This task will predict the next values with embedding orders of 1,2,3,4  using single step of the Recursive Least Squares (with forgetting factor $\nu$).

\begin{equation*}
\begin{cases}
V_{(t)}&=\frac{1}{\nu} \left(V_{(t-1)}
-\frac{V_{(t-1)} x^T_{t} x_{t} V_{(t-1)}}{1+ x_{t} V_{(t-1)} x^T_{t}} \right)\\[3pt]
\alpha_{(t)}&= V_{(t)} x^T_{t} \\[3pt]
e&= y_{t}- x_{t} \hat{\beta}_{(t-1)}  \\[3pt]
\hat{\beta}_{(t)}&=\hat{\beta}_{(t-1)}+ \alpha_{(t)} e \\[3pt]
\end{cases}
\end{equation*}

where $V$ is the covariance matrix and $\beta$ is the set of parameters of the linear model.




In [12]:
# defining the RLS function
def RLSstep(y, x, n, beta, V, nu):
    try :
        x.shape = (1,n)
        x1 = np.append(1,x)
        x1.shape = (1, n+1)
        
        V = (1/nu) *  (V - V.dot(x1.T).dot(x1).dot(V) / (1 + float(x1.dot(V).dot(x1.T))))
        alpha = V.dot(x1.T)
        yhat = x1.dot(beta)
        err = y - yhat  
        beta = beta + alpha * err  
        return (beta, V, err, yhat)
    except Exception as e:
        print("error in rls with values : ", y, x, n, beta, V, nu)
        print(f"""
            Shapes : \n
            y : {y.shape},\n
            x : {x.shape},\n
            beta : {beta.shape}
        """)
        print(f"Error: {e}\nTraceback: {traceback.format_exc()}")
        

### Stateful processing : initial state
We use a stateful processing to update the state. 

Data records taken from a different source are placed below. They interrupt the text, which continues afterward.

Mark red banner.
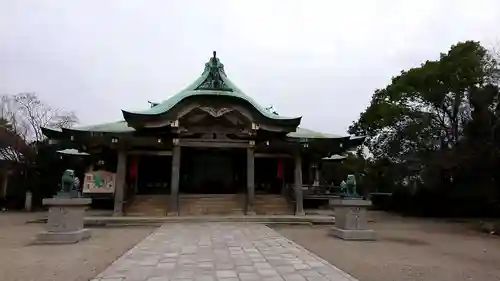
[276,158,285,179]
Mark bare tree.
[0,93,78,162]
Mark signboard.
[82,171,116,193]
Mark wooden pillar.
[0,171,9,199]
[246,146,255,215]
[294,151,304,215]
[313,163,320,186]
[113,149,127,216]
[168,143,181,216]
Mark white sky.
[0,0,500,134]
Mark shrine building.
[42,52,363,216]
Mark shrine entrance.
[179,147,246,194]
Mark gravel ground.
[274,213,500,281]
[0,213,155,281]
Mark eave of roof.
[42,121,351,141]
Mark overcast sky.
[0,0,500,134]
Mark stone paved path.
[94,223,356,281]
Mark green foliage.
[349,41,500,214]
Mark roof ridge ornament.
[196,51,233,92]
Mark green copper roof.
[70,121,135,133]
[123,52,300,120]
[287,127,345,139]
[65,121,348,139]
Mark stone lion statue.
[60,169,77,197]
[346,175,358,197]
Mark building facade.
[42,52,363,215]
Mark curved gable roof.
[122,52,301,126]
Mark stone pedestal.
[329,198,376,240]
[36,197,92,244]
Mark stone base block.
[330,226,377,241]
[35,229,90,244]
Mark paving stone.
[215,270,238,279]
[95,223,356,281]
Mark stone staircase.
[254,194,293,215]
[125,194,294,217]
[179,194,245,216]
[125,194,170,217]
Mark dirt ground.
[0,213,154,281]
[274,212,500,281]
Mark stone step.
[125,195,170,217]
[254,194,293,215]
[179,194,245,216]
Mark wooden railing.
[286,184,342,201]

A state is create for each sensor and embedding order in the list. If one wishes to build a model for only one embedding order for each sensor, it is possible my making a list of only one element.

The following code is scalable in terms of different embedding orders, number of sensors, and number of time-related features.
- For task 3, the only features are the recent counts
- For task 4, we also add time-related features

Therefore, if one wishes to **not** consider time-related features, it is possible to do it by setting `temporal_features` to zero.


In [13]:
# Number of temporal features => set to zero if Task 3 !!!!
temporal_features = 0 # Task 3 
# temporal_features = 2 # Task 4 (day of the week, time of the day)

s = 18
embedding_orders = [1, 2, 3, 4]

# Initializing the states
states = []
# Fixed initial values
E = np.zeros((1,1)) 
mse=np.zeros((1,1))
N=0
for i in range(s) :
    for embed in embedding_orders :
        key = (f"rls_device{i+1}_embed{embed}")

        # number of features
        n = embed + temporal_features
        beta1 = np.zeros(n+1) 
        beta1.shape = (n+1,1)

        v0 = 10 ## initialization covariance
        V1 = np.diag(np.zeros(n+1)+v0) ## initial covariance matrix 

        nu1 = 1.0 # forgetting factor

        D = np.zeros((1, embed))

        values = (beta1, V1, nu1, mse, N, D, E, embed)

        state = (key, values)
        states.append(state)


statesRDD = sc.parallelize(states)
statesRDD.count() # 18x4 = 72

72

In [14]:
def get_day_of_the_week(tgap) :
    # 0 = monday
    # 3 = thursday
    # 6 = sunday
    tgaps_per_week = 96*7
    # Computes the time gap since the beginning of the week
    tgap_mod = tgap % tgaps_per_week

    # Add the original day of the week (6th December 2018 is thursday), acts like an offset
    original_day = 3
    # Get the provisional day of the week, between 1 and 7 but doesn't contain the offset
    day = tgap_mod//96
    # Add the offset
    total = original_day + day 
    # Compute modulo 7 to have the exact day of the week
    final = total%7

    return final 

def get_hour(tgap) :
    tgap_in_day = tgap%96
    # 4 time gaps make 1 hour
    return tgap_in_day//4


In [15]:
def updateFunction(new_values, state): 
    L = len(new_values)
    if L > 0:
        try:
            beta, V, nu, sse, N, DD, E, embed = state
            # print("curr state: ", beta, V, nu, sse, N, DD, E, embed)
            # print("new values: ", new_values[0], "len :", len(new_values[0]))
            
            # Iterate over each record in the incoming batch
            for i in range(len(new_values[0])):
                # Unpack the record
                record = new_values[0][i] # record = (tgap, count)
                y = record[1] 
                timegap = record[0]

                # Extract time-related features
                day = get_day_of_the_week(timegap)
                hour = get_hour(timegap)
                
                x_counts = DD[0,:embed].tolist()
                x_temporal = [day, hour]

                # counts and temporal features
                if temporal_features != 0 :                 # Task 4
                    n = embed + temporal_features           
                    x = np.array(x_counts + x_temporal)     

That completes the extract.